Cosa significa diventare un leader?
Per molti vuol dire essere ai vertici del potere, finalmente impartire ordini agli altri, non dover più chiedere l’aiuto altrui. Assumere il ruolo da manager, insomma, nel pensiero comune è assimilabile ad un atteggiamento individualista ed egoriferito, con punte di superbia ed arroganza.
Un approccio che, però, sembra non pagare: secondo un articolo pubblicato recentemente sul Wall Street Journal, il leader migliore è quello umile, perché con il suo comportamento è in grado di indurre fiducia negli altri, di facilitare il dialogo e di creare coesione e collaborazione.
Sarà vero? Forse sì, se pensiamo che tra le Società di consulenza HR iniziano a farsi strada assessment ad hoc per identificare i tratti di umiltà, sincerità e modestia degli aspiranti leader.
Eppure, osservando il mondo del business contemporaneo, l’umiltà al momento non è ancora una delle caratteristiche richieste ad un manager. Preparazione, forza, carattere deciso e piglio autoritario sono i tasselli del DNA di un vero boss.
Perché quasi tutti i leader sembrano arroganti?
Inutile negarlo: buona parte dei leader con cui si ha a che fare nel corso della vita è arrogante e con un ego smisurato. Ma se l’umiltà è così importante per ottenere risultati migliori, perché ancora tanti manager sono ostinatamente altezzosi?
Prova a spiegarlo Bill Taylor, co-founder del web magazine Fast Company: il primo freno dei leader all’umiltà è la convinzione che la modestia inibisca l’ambizione, e che non sia quindi possibile essere dei leader vincenti e affermati avendo un atteggiamento low profile e sincero.

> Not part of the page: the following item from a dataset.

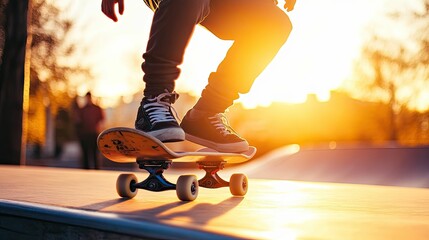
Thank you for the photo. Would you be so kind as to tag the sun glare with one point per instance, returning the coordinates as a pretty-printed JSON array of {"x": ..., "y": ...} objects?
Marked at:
[{"x": 317, "y": 58}]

Peccato che la realtà dica l’opposto: essere al tempo stesso umili e ambiziosi è la chiave per ottenere risultati concreti sul lavoro, perché permette di accantonare il senso di potere lasciando spazio alla gratitudine.
Una convinzione errata – quella che porta a pensare che l’umiltà impedisca il successo – che nasce dalla volontà di appartenere alla categoria dei vincenti: non sapere qualcosa e dimostrarsi umili è visto dai più come un atteggiamento da perdente, mentre fingere di sapere tutto e ordinare agli altri come farlo è simbolo di dominio e, quindi, di successo.
Il ruolo chiave dell’umiltà
Ma c’è di più: secondo Taylor, oltre alla prima motivazione, i leader evitano di mostrarsi umili per non apparire deboli e vulnerabili quando le risorse sotto il loro controllo hanno bisogno di risposte e di essere rassicurate.
Così facendo, però, perdono, incredibilmente, un punto di forza: i migliori leader non fingono di avere tutte le risposte tra le mani, ma sanno comprendere che è fondamentale assimilare idee e competenze da chi ne sa di più. Perché sì, ci sarà sempre qualcuno di più preparato su un argomento specifico, e affidarsi alle skill altrui non significa sentirsi “inferiori”: bisogna imparare a chiedere, piuttosto che parlare senza conoscere a fondo. Riconoscere i meriti dei collaboratori, in più, può diventare per i leader illuminati una spinta alla crescita, stimolando il professionista all’apprendimento per arricchire le proprie competenze e alzare l’asticella della preparazione.
Essere modesti, inoltre, rende il leader empatico e in relazione profonda con il suo team: di fronte ad un manager umile – quando serve – le risorse si sentono meno in soggezione e sono più propense a seguire le direttive del leader, che perde l’immagine da boss e acquisisce quella di guida.
Compresa l’importanza dell’umiltà nel mondo del business, come comportarsi? Adottare un atteggiamento modesto “a comando” non è la scelta giusta. Dietro ad un approccio discreto e morbido, capace di ascoltare e di affidarsi a chi è più capace o ferrato in un determinato campo, si nascondono forza ed energia. Solo un leader estremamente fiducioso in sé stesso può sostenere l’ansia di lasciare il timone ad altri e solo un manager attento può accettare di non avere tutte le risposte.
Insomma: se per avere successo è meglio essere umili, la modestia – quella vera – si costruisce solo su una base solida di consapevolezza.